Currently reviewing R Packages and came across the .onLoad idea in the Code chapter, which can be used to perform some "setup" functions when a package is loaded. This might be a good way to deal with adding custom isotope units to the units package. .onLoad is conventionally stored in a file called zzz.R in the R/ folder. Seems like I'm going to need to read R Packages at least twice -- once while getting started and again when trying to figure out what I missed.

Package metadata (DESCRIPTION) in R Packages

The Package metadata chapter in R Packages provides a basic outline of what is contained in a DESCRIPTION file. For an example description file: https://github.com/r-quantities/units/blob/master/DESCRIPTION.

Useful devtools functions

  • create: Creates a package. This may not be necessary if using RStudio.
  • use_package: Adds package dependencies and suggests to the description file.
  • load_all: Loads all package dependencies.
  • document: Converts Roxygen comments to a .Rd file for documentation (via roxygen2::roxygenise)
    • Seems like this would be better than completely re-building a package.
    • Downside is that links between documentation do not work unless the package is completely rebuilt.

Other issues of interest

R packages need, at a minimum, a description file. I think this may get generated when you create a package in RStudio.

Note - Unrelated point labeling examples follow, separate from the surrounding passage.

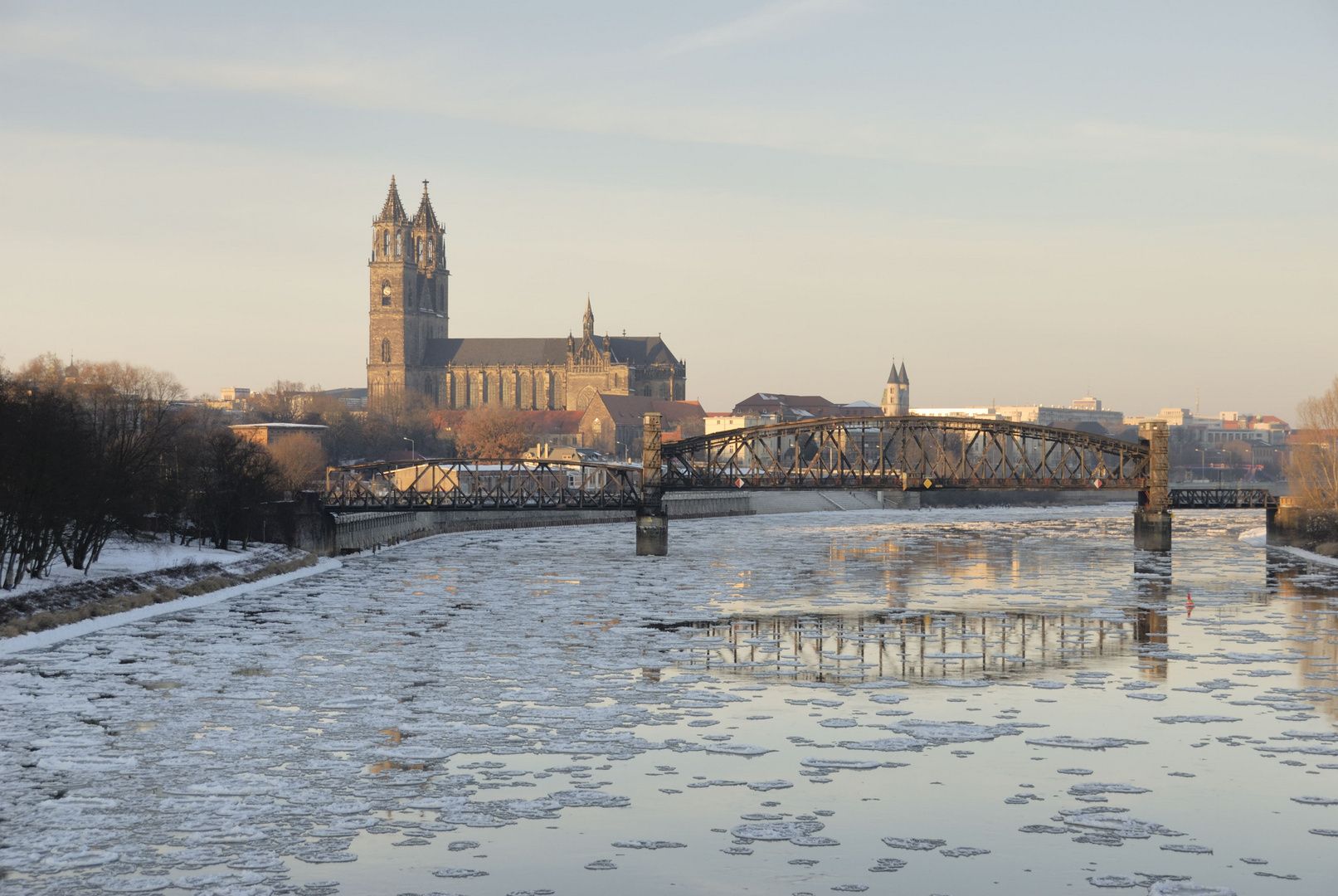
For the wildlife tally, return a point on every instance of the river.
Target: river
(947, 701)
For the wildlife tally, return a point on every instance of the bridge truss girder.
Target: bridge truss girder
(905, 452)
(511, 485)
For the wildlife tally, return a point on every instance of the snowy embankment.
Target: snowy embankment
(1259, 538)
(35, 640)
(133, 575)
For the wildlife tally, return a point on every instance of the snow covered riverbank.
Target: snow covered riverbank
(134, 575)
(805, 704)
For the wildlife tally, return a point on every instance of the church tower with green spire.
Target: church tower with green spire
(897, 393)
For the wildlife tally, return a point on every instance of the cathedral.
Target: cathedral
(411, 347)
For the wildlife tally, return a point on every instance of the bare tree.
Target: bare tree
(300, 460)
(1313, 472)
(491, 432)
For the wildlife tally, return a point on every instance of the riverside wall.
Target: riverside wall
(303, 523)
(1311, 530)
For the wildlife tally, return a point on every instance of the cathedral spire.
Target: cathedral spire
(394, 209)
(425, 216)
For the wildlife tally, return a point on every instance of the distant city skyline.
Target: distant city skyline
(1026, 203)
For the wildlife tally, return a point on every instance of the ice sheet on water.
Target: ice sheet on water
(951, 732)
(964, 852)
(1088, 788)
(923, 844)
(737, 749)
(888, 864)
(574, 799)
(1187, 889)
(1084, 743)
(833, 762)
(883, 745)
(718, 782)
(130, 884)
(776, 830)
(1119, 825)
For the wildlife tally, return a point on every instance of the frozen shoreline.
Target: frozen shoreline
(36, 640)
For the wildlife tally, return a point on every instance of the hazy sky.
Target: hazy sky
(1021, 199)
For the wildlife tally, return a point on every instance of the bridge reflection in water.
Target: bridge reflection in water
(853, 647)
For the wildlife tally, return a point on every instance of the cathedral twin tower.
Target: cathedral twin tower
(410, 347)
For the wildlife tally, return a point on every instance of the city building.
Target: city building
(1227, 427)
(1085, 410)
(613, 424)
(724, 421)
(547, 427)
(790, 408)
(270, 434)
(410, 345)
(897, 393)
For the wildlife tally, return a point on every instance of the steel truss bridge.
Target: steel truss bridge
(905, 454)
(1222, 498)
(886, 454)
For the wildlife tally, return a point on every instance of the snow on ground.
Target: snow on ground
(781, 705)
(124, 557)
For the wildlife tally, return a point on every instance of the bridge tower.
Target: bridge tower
(1152, 518)
(897, 393)
(652, 519)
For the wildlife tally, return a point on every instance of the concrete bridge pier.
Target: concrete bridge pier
(1152, 519)
(652, 520)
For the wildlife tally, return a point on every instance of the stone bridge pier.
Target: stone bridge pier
(652, 520)
(1152, 518)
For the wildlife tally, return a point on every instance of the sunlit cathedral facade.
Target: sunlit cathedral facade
(411, 348)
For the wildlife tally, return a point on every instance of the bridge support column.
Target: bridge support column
(1152, 519)
(652, 520)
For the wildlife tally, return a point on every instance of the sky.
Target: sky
(1025, 202)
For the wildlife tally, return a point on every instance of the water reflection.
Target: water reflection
(850, 647)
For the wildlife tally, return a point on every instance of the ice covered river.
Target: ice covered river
(942, 701)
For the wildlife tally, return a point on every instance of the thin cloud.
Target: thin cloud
(767, 22)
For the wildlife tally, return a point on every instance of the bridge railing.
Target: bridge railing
(522, 483)
(905, 452)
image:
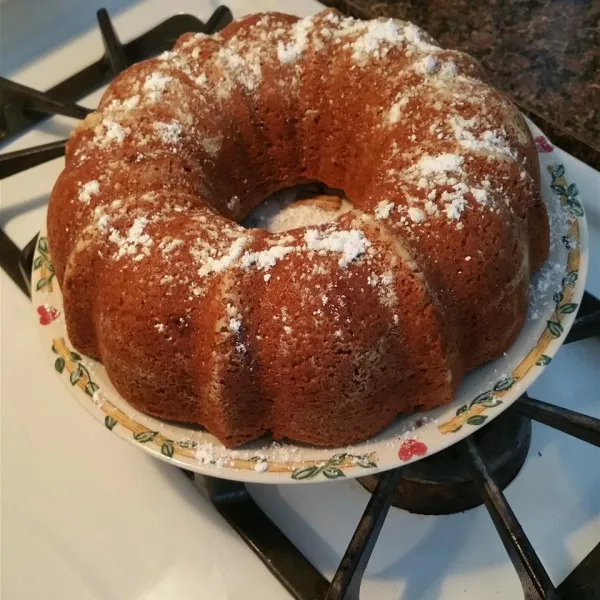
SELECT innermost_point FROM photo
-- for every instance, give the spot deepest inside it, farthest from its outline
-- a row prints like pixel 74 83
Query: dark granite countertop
pixel 544 53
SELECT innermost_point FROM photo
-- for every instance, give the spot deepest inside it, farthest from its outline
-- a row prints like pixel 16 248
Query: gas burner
pixel 471 472
pixel 442 484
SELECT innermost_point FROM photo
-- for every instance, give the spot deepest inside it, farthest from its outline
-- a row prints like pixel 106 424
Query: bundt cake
pixel 322 333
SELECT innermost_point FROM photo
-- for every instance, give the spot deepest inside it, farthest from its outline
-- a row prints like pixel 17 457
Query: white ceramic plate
pixel 484 394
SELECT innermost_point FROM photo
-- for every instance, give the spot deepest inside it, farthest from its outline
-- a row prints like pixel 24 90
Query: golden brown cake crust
pixel 320 334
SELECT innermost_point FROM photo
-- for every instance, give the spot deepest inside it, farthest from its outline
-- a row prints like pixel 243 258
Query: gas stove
pixel 98 519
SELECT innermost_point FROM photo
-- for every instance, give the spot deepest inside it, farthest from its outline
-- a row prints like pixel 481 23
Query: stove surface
pixel 95 518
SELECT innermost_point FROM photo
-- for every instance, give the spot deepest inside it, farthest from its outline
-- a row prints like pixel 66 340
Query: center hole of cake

Idea: For the table of isotope standards, include three different formats:

  1. R readable (as in when using the View function)
  2. Formatted to be used in an html output from kableExtra and knitr
  3. Formatted to be used in a latex output from kableExtra and knitr

2019-05-24

Reviewed a lot of documentation from the r-quantities and related projects: units, errors, quantities, and constants. Seems like I might be able build some functionality on top of these packages.